Was ist der unterkritische Zustand?

Obwohl der Fokus in diesem Artikel auf der Verwendung der überkritischen Methode liegt, stellen wir Euch auch die Extraktion mit unterkritischen Lösungsmitteln kurz vor. Wie im Phasendiagramm (Bild.1) zu sehen ist und der Name schon andeutet, bezeichnet der unterkritische Zustand den Bereich unter dem entscheidenden Punkt. Bei unterkritischen Extraktionen wird mit Kohlenstoffdioxid in seinen flüssigen Zustand niedrigerem Druck und geringerer Temperatur gearbeitet. Dieser „sanftere“ Prozess hat aber mit ca. 10-40 Durchgängen auch eine längere Extraktionszeit als der superkritische mit ca. 3-10 Durchgängen. Außerdem werden Wachse und andere komplexe Moleküle nicht in gleichem Maße gelöst, was einen geringeren Ertrag zur Folge hat. Der Vorgang schont jedoch temperatursensible Öle und Terpene [12].

Und der überkritische Zustand?

Mit dem überkritischen Zustand bezeichnet man in der Thermodynamik jenen Zustand, in dem sich die Gas- und Flüssigphasen eines Stoffes angleichen und zu einem homogenen Aggregatzustand werden, also über dem kritischen Punkt liegen. Der dort herrschende Druck verdichtet die Moleküle des Lösungsmittels und mit Regulierung der Temperatur wird schließlich der gewünschte Zustand erreicht. Bei Kohlenstoffdioxid liegt dieser bei ca. 74 bar und 31,1°C (Bild.1). Zum Vergleich: die Reifen eines Golfs haben nur plus minus 3 bar.
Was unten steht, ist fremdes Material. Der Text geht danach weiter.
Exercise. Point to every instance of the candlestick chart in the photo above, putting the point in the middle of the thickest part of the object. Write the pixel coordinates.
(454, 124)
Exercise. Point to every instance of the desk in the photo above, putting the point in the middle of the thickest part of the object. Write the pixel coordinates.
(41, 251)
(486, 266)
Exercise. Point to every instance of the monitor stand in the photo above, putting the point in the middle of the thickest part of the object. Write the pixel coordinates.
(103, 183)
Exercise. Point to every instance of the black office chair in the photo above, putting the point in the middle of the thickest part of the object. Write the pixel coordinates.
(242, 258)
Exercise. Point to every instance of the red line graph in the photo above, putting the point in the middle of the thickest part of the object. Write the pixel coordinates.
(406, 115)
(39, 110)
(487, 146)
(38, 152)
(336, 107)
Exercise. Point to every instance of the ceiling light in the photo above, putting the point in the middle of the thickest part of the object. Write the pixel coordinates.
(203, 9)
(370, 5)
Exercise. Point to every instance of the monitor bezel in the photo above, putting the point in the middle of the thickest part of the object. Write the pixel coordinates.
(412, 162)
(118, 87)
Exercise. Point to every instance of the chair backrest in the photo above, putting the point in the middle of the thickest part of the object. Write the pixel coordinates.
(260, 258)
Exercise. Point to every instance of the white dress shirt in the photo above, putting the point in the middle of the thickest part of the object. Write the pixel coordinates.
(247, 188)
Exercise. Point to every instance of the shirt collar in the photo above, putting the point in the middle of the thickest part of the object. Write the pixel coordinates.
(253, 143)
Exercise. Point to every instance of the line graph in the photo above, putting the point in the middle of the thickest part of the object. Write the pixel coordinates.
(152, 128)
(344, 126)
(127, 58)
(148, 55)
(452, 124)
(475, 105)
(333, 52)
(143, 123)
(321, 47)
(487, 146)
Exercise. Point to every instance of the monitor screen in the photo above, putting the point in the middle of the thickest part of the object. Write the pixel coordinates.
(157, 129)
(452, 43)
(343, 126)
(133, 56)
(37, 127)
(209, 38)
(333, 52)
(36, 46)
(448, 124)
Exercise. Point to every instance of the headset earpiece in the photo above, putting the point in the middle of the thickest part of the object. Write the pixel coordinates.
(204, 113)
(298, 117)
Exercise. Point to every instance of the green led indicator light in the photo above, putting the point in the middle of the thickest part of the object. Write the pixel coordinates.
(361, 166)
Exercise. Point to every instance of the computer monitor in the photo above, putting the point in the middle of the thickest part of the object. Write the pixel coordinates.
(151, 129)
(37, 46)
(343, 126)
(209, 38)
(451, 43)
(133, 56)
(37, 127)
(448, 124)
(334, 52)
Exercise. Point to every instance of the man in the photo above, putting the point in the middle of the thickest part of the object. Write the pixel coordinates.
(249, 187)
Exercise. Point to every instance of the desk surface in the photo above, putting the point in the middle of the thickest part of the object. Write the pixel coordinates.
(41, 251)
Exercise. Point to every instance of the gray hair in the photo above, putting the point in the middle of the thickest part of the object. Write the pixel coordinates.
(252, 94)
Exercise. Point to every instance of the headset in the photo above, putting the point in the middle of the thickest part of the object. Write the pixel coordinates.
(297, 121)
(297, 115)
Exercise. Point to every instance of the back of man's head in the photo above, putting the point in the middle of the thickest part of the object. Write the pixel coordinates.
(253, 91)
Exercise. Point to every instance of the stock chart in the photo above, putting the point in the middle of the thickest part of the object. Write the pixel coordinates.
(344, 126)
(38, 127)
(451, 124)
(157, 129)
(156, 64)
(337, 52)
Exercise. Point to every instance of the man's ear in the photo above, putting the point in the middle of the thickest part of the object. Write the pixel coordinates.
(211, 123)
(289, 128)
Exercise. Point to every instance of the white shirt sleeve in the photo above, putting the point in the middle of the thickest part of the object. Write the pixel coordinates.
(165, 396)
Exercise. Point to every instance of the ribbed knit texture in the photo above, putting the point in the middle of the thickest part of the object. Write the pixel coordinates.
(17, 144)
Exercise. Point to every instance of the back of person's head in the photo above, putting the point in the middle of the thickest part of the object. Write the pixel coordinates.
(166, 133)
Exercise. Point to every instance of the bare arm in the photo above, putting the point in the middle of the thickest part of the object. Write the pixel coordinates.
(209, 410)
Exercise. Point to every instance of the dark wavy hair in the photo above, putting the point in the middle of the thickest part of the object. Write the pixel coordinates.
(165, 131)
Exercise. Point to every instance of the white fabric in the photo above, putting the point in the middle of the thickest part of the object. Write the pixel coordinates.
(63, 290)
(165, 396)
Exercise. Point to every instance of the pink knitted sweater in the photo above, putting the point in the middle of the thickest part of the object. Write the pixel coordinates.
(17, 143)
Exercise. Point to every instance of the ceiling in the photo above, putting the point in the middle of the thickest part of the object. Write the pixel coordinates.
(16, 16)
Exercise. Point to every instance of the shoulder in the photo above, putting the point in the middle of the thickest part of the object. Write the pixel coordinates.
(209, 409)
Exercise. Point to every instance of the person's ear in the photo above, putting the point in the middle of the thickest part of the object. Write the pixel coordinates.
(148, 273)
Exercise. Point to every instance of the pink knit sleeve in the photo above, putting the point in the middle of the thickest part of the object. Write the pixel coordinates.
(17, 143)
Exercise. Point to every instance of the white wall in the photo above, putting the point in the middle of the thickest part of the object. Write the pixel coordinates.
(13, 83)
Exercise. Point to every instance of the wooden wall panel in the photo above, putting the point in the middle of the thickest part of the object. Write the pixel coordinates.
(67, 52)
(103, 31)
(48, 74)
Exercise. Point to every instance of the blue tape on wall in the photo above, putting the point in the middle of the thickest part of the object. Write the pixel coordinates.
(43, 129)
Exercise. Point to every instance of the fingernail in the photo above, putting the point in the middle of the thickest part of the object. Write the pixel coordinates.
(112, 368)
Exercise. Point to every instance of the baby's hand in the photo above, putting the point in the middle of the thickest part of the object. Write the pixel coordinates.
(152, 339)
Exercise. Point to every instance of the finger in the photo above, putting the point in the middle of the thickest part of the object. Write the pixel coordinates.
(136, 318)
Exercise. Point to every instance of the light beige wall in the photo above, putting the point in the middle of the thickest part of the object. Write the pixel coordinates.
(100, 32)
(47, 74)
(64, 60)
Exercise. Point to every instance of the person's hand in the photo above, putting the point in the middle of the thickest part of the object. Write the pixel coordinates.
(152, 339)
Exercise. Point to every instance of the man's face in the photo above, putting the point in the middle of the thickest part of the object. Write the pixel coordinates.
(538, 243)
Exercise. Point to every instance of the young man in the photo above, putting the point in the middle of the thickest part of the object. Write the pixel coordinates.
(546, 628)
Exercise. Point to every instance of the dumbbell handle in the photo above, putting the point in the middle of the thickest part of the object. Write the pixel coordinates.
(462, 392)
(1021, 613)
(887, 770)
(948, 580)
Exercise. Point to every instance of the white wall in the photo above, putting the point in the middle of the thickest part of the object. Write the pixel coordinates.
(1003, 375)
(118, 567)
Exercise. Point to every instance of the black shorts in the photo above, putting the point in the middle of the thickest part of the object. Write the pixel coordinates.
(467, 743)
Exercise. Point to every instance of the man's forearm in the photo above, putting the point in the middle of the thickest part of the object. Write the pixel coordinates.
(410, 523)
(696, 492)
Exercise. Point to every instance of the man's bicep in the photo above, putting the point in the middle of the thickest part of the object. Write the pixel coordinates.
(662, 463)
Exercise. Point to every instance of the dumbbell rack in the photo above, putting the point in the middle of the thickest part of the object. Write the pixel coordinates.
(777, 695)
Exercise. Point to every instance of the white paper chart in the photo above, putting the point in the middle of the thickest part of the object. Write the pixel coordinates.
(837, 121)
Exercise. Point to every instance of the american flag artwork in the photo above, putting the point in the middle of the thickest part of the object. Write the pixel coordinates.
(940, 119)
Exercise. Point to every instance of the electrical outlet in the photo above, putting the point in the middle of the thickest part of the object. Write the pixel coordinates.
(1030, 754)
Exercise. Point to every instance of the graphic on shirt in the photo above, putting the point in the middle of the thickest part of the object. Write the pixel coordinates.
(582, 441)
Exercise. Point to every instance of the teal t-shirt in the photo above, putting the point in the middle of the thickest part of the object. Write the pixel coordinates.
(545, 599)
Ab hier wird das superkritische Lösungsmittel, welches durch Feineinstellung des Drucks und der Temperatur in seiner Löslichkeit verändert werden kann, Stoffe lösen [6,9,10,11,12].

Im überkritischen Zustand wandeln sich die Eigenschaften des Lösungsmittels um die Vorteile der Gas- und Flüssigphase zu vereinen.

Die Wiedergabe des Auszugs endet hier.